Copper is a trace element essential for cell function. However, high concentrations of this metal are cytotoxic as contribute to the production of reactive oxygen species responsible for damages to cellular components. It is now well established that the production and action of reactive oxygen species contribute to the development of diseases such as cancer, nervous system disorders, aging, but also to some pathologies of pregnancy. Indeed, high levels of copper and oxidative stress before conception or during pregnancy are associated with pre-eclampsia and intrauterine growth retardation (IUGR), two main pathologies of pregnancy responsible for a large number of premature births. To date, the mechanisms of the development of these diseases remain poorly understood.

In humans, copper homeostasis is ensured by various proteins that achieve its chelating, transfer between different cellular compartments, and transport.

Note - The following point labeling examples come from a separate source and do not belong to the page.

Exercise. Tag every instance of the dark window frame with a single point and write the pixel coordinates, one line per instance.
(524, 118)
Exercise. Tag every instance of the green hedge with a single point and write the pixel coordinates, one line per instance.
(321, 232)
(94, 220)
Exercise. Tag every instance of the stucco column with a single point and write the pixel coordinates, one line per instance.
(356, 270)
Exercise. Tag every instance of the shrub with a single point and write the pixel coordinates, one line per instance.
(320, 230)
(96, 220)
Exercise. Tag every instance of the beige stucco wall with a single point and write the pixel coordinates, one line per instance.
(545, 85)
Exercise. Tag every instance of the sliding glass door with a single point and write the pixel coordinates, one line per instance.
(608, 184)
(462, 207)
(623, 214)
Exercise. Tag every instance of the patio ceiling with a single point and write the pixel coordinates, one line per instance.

Among these proteins is the cellular prion protein (PrP_^C), a protein that binds copper in vitro and in vivo at the N-terminal region, and thus contributes to its homeostasis. PrP_^C protein is ubiquitously expressed and it is well established that its altered conformational form is the causative agent of bovine spongiform encephalopathy. However, the physiological function of PrP_^C is poorly understood. Mice lacking PrP_^C are viable and do not have obvious phenotype.

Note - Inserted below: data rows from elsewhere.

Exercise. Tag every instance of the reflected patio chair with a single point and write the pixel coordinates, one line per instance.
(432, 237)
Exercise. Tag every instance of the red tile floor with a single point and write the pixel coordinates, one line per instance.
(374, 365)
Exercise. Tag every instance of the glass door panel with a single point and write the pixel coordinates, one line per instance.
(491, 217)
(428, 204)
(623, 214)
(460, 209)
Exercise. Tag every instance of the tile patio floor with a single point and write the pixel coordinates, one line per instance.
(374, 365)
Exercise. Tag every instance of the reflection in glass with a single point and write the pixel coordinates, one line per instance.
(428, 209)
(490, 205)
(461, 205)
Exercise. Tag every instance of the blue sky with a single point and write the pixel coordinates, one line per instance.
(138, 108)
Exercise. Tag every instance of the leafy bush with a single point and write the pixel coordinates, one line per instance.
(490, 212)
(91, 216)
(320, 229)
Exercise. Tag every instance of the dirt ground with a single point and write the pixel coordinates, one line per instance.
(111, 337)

Researchers working in our laboratory in collaboration with researchers at the Biology of Cancer and Infection laboratory, showed that, the protein PrP_^C is highly expressed during pregnancy compare to other proteins known to control copper levels in other systems _^[1]. Interestingly, this expression is the highest during the first trimester of pregnancy, a key period for placental development and for the success of pregnancy. This suggests that copper homeostasis must be critical for the development of the placenta and the fetus.
In the present study _^[2], the researchers investigated the role of PrP_^C during this critical period of development. At the cellular level, they demonstrated that PrP_^C plays a protective antioxidant role to insure different placental angiogenic processes (proliferation, migration, angiogenesis). This protective role of oxidative stress was further confirmed in vivo. For the in vivo study normal mice, mice that do not express the gene for PrP_^C (PrnP-/-) and mice that overexpress the protein (TGA20) were used. The three strain of mice have been treated or not by copper during their gestation. The results showed that the loss of PrP_^C expression or it overexpression are respectively responsible for intrauterine growth retardation, or for a reduction in their litter size. These defects were correlated with structural and functional abnormalities in the placenta, as well as in a maintenance of abnormal placental hypoxia beyond 10.5 days after conception.

This study demonstrated for the first time the physiological role of PrP_^C protein in placental development, and suggests that deregulation of its expression is strongly associated with the development of pathologies of pregnancy such as intrauterine growth retardation. PrP_^C deregulation also affected the main angiogenic processes necessary for the establishment of the maternal-fetal circulation and for the growth of the placenta.